For a moment, Severino hesitated, having noticed the massive body of spearmen advancing to his left …
… but before he could decide whether to wheel his troops to face them or to continue his march directly on, a lashing hail of missiles was loosed from the soldiers and guns on the hill opposite. All around him his bony warriors were breaking into pieces, the clitter-clatter of their shattered bones clunking from one fleshless anatomy to another to rattle off the vacant skulls and between the empty ribcages of their comrades. Severino was himself pierced several times over by the sharp shower of shards and fell to the ground clutching at his face in a vain attempt to protect himself, whilst muttering the words of a spell he thought could keep at least a part of his regiment on their feet.

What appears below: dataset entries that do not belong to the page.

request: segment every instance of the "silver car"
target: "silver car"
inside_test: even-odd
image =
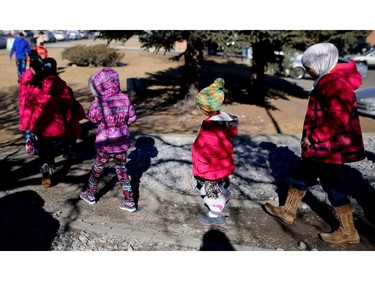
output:
[[[358,112],[375,117],[375,87],[355,91],[358,102]]]
[[[309,78],[310,75],[306,72],[305,68],[301,62],[302,54],[296,56],[292,61],[292,66],[288,71],[288,74],[293,79],[302,79],[302,78]],[[338,63],[348,63],[350,59],[346,59],[343,57],[339,57]],[[367,79],[368,76],[368,66],[366,62],[356,61],[357,69],[362,75],[362,79]],[[310,77],[311,78],[311,77]]]
[[[365,62],[369,67],[375,67],[375,47],[372,47],[363,55],[352,55],[349,58],[357,62]]]

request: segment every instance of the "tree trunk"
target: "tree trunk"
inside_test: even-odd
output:
[[[187,43],[181,87],[181,94],[184,96],[190,89],[198,89],[202,72],[203,47],[204,45],[200,40],[188,41]]]
[[[195,107],[199,79],[202,72],[204,44],[200,40],[188,41],[185,51],[185,66],[182,74],[180,104],[182,111]]]

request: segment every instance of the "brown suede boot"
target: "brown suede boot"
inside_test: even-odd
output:
[[[296,218],[297,208],[305,194],[306,191],[302,191],[290,186],[288,189],[286,202],[283,206],[276,207],[270,203],[266,203],[264,208],[270,215],[281,219],[287,224],[292,224]]]
[[[333,233],[320,233],[322,240],[333,244],[359,243],[359,235],[353,222],[353,205],[348,204],[334,209],[340,227]]]

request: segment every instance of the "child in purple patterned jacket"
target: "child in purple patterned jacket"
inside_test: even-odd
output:
[[[89,88],[95,96],[91,103],[88,118],[98,124],[96,131],[96,159],[91,169],[87,189],[80,197],[89,204],[95,204],[99,179],[110,160],[115,162],[116,174],[124,202],[120,209],[129,212],[137,210],[133,191],[126,169],[127,151],[131,146],[129,125],[137,117],[129,97],[121,92],[119,74],[112,68],[103,68],[89,79]]]

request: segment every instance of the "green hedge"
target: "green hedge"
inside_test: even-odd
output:
[[[79,66],[116,66],[124,54],[118,53],[115,49],[105,44],[83,46],[76,45],[65,49],[62,58],[69,60],[72,64]]]

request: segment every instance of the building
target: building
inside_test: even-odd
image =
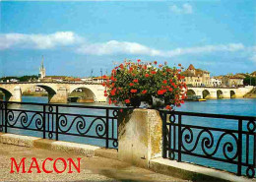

Upon the far side of the field a storm of arrows, bolts, bullets, round-shots and even the colossus’s enchanted flames, tore bloodily into the ghouls and zombies, but could not find their mark on the vampire Arnaldo, for he was skulking behind the stone ruins to conjure every scrap of magic he could to keep his zombies intact a little longer.
All this was as Biagino intended, for his only purpose was to escape. The walking corpses he had ordered his lieutenants to lead forwards were to be his rear-guard. He had left them upon the field of battle merely to buy himself time, knowing full well they could never reach the enemy lines. The living soldiers were to be distracted by the task of blasting away at the regiments before them, their vision obscured by clouds of black-powder smoke. By the time they had begun picking their way through the ruins of the valley and over the shattered remains of Biagino’s soldiers, he was already running, surrounded by a crazy mob of flagellant zombies, through the ancient, ruinous village to the valley’s east.
I didn’t see that coming! What a stunning display of fireworks.